Fast forward two years and Jamal has now graduated from Kingston University with a music degree in and is already working in the music industry as a DJ and producer.

He said: “When I was first diagnosed with nephrotic syndrome, I didn’t really understand what was going on. I just felt very tired all the time and bloated, I slowly became less and less able to keep up with my basketball training. I had to adapt to a new way of living, taking a lot of medication and resting a lot. I managed to plod along like this for a couple of years then the doctors said I’d be in need of transplant very soon as my kidney function was deteriorating steadily.

“I was scared at first not knowing what would be the outcome. Then my parents got tested and although both were a match, mum insisted she would put herself forward to be my donor.

After the transplant, I had a new lease of life. My energy levels increased and straight away the kidney made a significant difference.

“I love my mum so much, the bond we have has grown even stronger – she turned my life around, she gave my life back to me. I’m so proud of her she’s amazing and I’m truly thankful for her gift of life.”

Vanessa added: “I am so happy that I was able to help Jamal and I think I did what any mother would do for their child. I know though that there is a real shortage of organ donation in the black and ethnic community, even though many of the conditions that can lead to organ failure are very prevalent in our populations.

“As we mark organ donation week I would like the black and ethnic communities to think about the role they can play in encouraging organ donation such as having clear conversations with their families about what they would like to happen with their organs in the event of their death. I know it can be a difficult subject but I would urge people to share their wishes.”

Bimbi Fernando, who was Jamal’s kidney transplant surgeon, said: “I am delighted to hear Jamal is doing so well. But every day across the UK people in need of a transplant die because there aren’t enough organs to go round and we really need to increase support for organ donation, especially among black, Asian, mixed race and minority ethnic communities, as while consent rates in these communities are increasing they are still far less likely to support donation going ahead than white families.

If you die in circumstances where you could become an organ donor, specialist nurses will ask your family to support your decision to donate.
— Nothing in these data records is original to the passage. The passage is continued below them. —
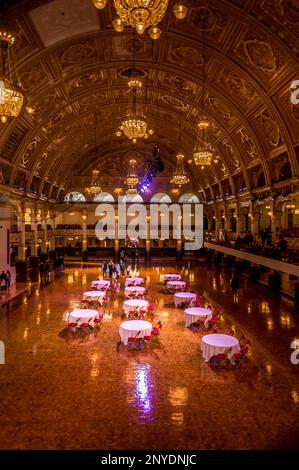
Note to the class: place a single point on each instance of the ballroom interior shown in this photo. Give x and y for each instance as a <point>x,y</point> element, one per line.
<point>119,332</point>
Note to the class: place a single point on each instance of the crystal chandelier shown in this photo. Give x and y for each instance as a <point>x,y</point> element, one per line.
<point>11,94</point>
<point>180,176</point>
<point>142,14</point>
<point>132,178</point>
<point>95,187</point>
<point>134,125</point>
<point>202,155</point>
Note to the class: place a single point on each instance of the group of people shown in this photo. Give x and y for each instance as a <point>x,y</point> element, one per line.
<point>266,236</point>
<point>5,279</point>
<point>113,270</point>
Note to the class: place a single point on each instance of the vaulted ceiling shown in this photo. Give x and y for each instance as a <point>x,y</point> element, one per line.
<point>69,59</point>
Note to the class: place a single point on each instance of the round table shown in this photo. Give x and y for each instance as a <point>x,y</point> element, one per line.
<point>136,281</point>
<point>84,315</point>
<point>94,294</point>
<point>180,297</point>
<point>134,290</point>
<point>218,344</point>
<point>176,285</point>
<point>193,314</point>
<point>134,329</point>
<point>171,277</point>
<point>132,304</point>
<point>99,284</point>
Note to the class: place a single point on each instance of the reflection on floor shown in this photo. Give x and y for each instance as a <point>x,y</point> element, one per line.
<point>85,394</point>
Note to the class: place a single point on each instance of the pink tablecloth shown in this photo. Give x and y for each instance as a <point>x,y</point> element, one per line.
<point>181,297</point>
<point>134,290</point>
<point>192,314</point>
<point>94,294</point>
<point>84,315</point>
<point>134,329</point>
<point>101,283</point>
<point>136,281</point>
<point>218,344</point>
<point>171,277</point>
<point>134,304</point>
<point>176,285</point>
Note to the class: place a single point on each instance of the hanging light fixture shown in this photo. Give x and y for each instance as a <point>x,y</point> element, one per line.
<point>134,125</point>
<point>132,178</point>
<point>180,10</point>
<point>142,14</point>
<point>100,4</point>
<point>11,94</point>
<point>95,187</point>
<point>203,155</point>
<point>180,176</point>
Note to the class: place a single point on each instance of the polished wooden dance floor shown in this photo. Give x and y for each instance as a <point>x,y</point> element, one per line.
<point>58,394</point>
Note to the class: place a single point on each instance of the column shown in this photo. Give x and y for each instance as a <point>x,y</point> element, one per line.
<point>52,238</point>
<point>116,240</point>
<point>148,234</point>
<point>239,224</point>
<point>34,242</point>
<point>276,225</point>
<point>218,226</point>
<point>255,225</point>
<point>45,242</point>
<point>22,244</point>
<point>84,236</point>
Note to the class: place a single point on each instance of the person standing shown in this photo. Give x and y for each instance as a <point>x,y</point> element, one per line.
<point>113,272</point>
<point>110,268</point>
<point>122,267</point>
<point>235,284</point>
<point>117,268</point>
<point>105,268</point>
<point>8,279</point>
<point>3,281</point>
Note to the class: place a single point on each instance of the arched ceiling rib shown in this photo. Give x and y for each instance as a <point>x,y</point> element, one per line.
<point>249,70</point>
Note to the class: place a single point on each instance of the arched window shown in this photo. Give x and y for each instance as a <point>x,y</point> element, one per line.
<point>188,198</point>
<point>161,198</point>
<point>74,196</point>
<point>103,197</point>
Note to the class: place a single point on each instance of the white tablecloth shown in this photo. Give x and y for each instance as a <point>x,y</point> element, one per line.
<point>218,344</point>
<point>192,314</point>
<point>133,329</point>
<point>177,286</point>
<point>136,281</point>
<point>94,294</point>
<point>83,315</point>
<point>171,277</point>
<point>132,304</point>
<point>101,283</point>
<point>136,290</point>
<point>180,297</point>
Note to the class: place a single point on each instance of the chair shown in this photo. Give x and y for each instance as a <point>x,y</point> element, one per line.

“Less than half of families agree to organ donation if they aren’t aware of their relative’s decision to be a donor. But approximately 90% of families do give their consent when they are aware. During an emotional and difficult time, knowing about your decision would make it much easier for them to support your wishes.”

The RFH is a leading kidney and liver transplant centre in the UK. Staff carry out more than 200 liver and kidney transplants each year.